There are numerous considerations when deciding whether to get a “do-over” on your Social Security award. But among of the largest ones are a change in your outlook on how long you’ll live, a change in your financial circumstances (perhaps as a result of a job), or even a joint planning strategy with your spouse to maximize your benefit. But the goal of all of these variables is to maximize the program’s after-tax benefit.

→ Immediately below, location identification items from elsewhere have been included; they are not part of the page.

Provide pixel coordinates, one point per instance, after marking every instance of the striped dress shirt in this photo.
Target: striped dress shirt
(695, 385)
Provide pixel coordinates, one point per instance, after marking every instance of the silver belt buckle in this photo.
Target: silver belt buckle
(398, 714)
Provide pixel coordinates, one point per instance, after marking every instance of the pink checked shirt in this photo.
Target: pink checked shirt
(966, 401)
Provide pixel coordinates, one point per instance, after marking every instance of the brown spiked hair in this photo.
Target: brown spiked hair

  • more time. It can make sense to put a hold on your payouts and work to accrue as much benefit as you can if you think you’ll live longer than you originally anticipated. A break-even analysis can be used to determine what is the most sensible course of action. If you’re married, though, you should consider how your total payout may change depending on when your partner begins receiving benefits.
  • Taxes. If you are working when you receive Social Security, strict tax laws may consume a significant portion of your income, especially if you file early. For every $2 you earn over $19,560, you will lose $1 in benefits, according to Chuck Czajka, a Certified Social Security Claim Strategist (CSSCS) and the owner of Macro Money Concepts in Stuart, Florida. “You already are losing 25% for accepting benefits early,” he adds. As a result, you can apply for benefits early, find work, and then realize your after-tax benefit isn’t what it ought to be.
  • Misunderstanding. According to Chris Orestis, president of the retirement-focused company The Retirement Genius, “A person who starts collecting at a younger age may not realize that they are locking in a lesser monthly benefit amount than what they are entitled to if they wait until they are older.”
  • Medicare expenses Medicare premiums are frequently deducted from retirees’ benefits, so if you withdraw or delay your benefit, you’ll have to make any payments up front. If you use supplemental Medicare Part B insurance, you will be charged individually if you want to keep your coverage going until your benefits start up again, according to Woodward.
  • Nobody listed on your record. It might make sense if no one else on your record is applying for assistance. Remember that if you suspend your retirement benefit, everyone who receives benefits on your record—aside from a divorced spouse—will not be allowed to do so during the period in which your benefits are suspended. “Any advantages you obtain on the record of someone else will also be halted,” was added.
  • willing to pay for it. You’ll need to be able to pay your bills up until your benefit resumes if you’re waiting for a larger benefit. And if you withdraw your benefits, you’ll need to be able to pay for both your living expenses and the repayment of whatever money you’ve already received, which is a difficult task.
  • additional conditions In other situations, such as “receiving survivor benefits for a widow or widower and dependents, collecting on a spouse’s benefit against your own in the case of divorce, or a remarriage,” according to Orestis, a suspension or withdrawal of payments may make sense.

You can still benefit from the increase in your full retirement benefits and any cost of living adjustments (COLAs) brought on by inflation if you want to postpone your payout.

Will it be worth anything?” Czajka queries. “Well, given the high cost of living, benefits will rise in the upcoming year. Nearly 9% of people are talking. You can earn an 8% deferred retirement credit by delaying receiving benefits. This large sum will serve as the foundation for the COLA benefit increase.

To sum up

Social Security decision-making can be challenging, to put it mildly. Making the right pick is challenging because the software provides so many options and your lifespan is unknown. Finding a financial advisor who will act in your best interests is essential because of this.

Working with a qualified financial advisor who is knowledgeable about claiming tactics is essential, as it is with all retirement income planning, according to Czajka. Before firing the gun, consider all your choices.